One of the most challenging questions for the mental health profession in recent decades has been the simplest: why are so many more children diagnosed with ‘special needs’ today than when we were children? There is no definitive “good” or “correct” answer to that question, but as many adults are discovering, many too late have suffered because they were misdiagnosed as children.

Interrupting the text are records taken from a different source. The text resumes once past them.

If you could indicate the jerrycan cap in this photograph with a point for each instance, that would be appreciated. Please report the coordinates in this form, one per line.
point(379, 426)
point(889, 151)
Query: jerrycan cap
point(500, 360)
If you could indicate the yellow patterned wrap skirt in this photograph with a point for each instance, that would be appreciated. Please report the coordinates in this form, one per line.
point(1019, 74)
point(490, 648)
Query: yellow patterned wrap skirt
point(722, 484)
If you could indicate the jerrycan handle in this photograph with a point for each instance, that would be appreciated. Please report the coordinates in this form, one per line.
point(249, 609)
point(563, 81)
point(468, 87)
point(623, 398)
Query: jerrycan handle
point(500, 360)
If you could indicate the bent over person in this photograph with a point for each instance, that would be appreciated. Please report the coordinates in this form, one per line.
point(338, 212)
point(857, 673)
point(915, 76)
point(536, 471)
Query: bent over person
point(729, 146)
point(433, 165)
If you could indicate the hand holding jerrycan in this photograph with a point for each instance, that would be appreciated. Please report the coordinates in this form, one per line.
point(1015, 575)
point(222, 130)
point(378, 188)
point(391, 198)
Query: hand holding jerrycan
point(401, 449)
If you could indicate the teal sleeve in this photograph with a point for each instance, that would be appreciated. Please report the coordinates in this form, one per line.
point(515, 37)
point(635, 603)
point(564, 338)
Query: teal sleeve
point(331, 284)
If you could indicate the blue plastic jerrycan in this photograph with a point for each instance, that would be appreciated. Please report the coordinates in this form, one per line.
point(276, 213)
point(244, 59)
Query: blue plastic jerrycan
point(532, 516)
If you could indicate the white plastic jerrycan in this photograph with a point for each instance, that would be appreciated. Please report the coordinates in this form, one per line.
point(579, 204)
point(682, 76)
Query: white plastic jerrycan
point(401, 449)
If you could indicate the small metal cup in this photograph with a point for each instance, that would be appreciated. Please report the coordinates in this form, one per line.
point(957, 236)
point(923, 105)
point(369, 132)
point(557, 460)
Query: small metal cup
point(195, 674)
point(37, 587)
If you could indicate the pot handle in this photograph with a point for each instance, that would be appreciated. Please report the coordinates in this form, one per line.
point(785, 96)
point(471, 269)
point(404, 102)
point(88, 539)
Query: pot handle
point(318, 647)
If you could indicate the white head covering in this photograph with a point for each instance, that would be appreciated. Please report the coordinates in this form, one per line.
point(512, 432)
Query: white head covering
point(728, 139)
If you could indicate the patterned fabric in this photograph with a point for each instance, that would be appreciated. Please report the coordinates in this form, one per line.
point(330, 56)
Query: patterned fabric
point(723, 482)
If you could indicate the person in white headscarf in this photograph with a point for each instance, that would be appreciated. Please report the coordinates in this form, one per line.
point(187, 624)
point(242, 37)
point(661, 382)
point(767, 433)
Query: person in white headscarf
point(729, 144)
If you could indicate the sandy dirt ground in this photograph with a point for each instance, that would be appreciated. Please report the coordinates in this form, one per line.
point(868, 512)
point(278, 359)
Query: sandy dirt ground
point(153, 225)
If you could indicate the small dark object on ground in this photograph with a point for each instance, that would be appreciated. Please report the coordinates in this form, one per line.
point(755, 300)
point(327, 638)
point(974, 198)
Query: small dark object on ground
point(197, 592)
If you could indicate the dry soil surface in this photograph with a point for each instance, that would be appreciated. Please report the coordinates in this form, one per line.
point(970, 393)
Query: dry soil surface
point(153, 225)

Adult ‘Special Needs’ Checklist

If you have 6 or more of the following symptoms, consider seriously talking to your doctor about the possibility that you have a disability, such as ADHD, that prevents you from taking full advantage of your own potential. You do:

• Do you misspell, even when given enough time to correct yourself?
• Does it take a long time to get to the point in a conversation or, in particular, in an argument?
• Are you often accused of speaking too loud or too low?
• Do people make fun of you for using too many ‘filler sounds’ (ie ‘uh’, ‘um’, ‘you know’)?
• Do you have messy writing with lots of crossouts and erasures?
• Find yourself reading the same sentence or paragraph over and over because it didn’t make sense the first time?
• Do you mispronounce words often even though you know the correct pronunciation?
• Do you often fail to complete all the tasks assigned to you at work, even if you have a checklist?
• Do you often have to ask for instructions to be repeated after the task is supposed to be well advanced?
• Do you make many careless mistakes, to the point where you are accused of not caring about it?
• Confuse letters and numbers with a similar appearance?
• Do you write letters, memos, or instructions in a disorganized and confusing way?
• Do you lose important things regularly, even after making an effort to control them?
• Don’t understand charts and graphs?
• Do you lose count, underestimate or overestimate how much time has passed or how long will / should a task take?
• Do you get lost often?
• Mix right and left regularly?

Why get a diagnosis now?

You may feel that it is too late for you: At 35 or older, it may seem like you are beyond the reach of most forms of intervention. But the truth is that many adults with minor to moderate disabilities only discover their condition because they recognize their own traits in the diagnostic tests used on their children. For adults in that situation, receiving a formal diagnosis can be a major psychological step forward in their lives: from seeing themselves as “unlucky” or “doomed” to seeing themselves as having a definite challenge that can be understood and surpassed.

The inherent power of having a name to give your problems – or, more fundamentally, recognizing that your problems have a definite source – is often incredibly liberating for an adult with a learning disability. There is a lot of knowledge about these disabilities; Once you understand that it applies to you, you can use it to great effect.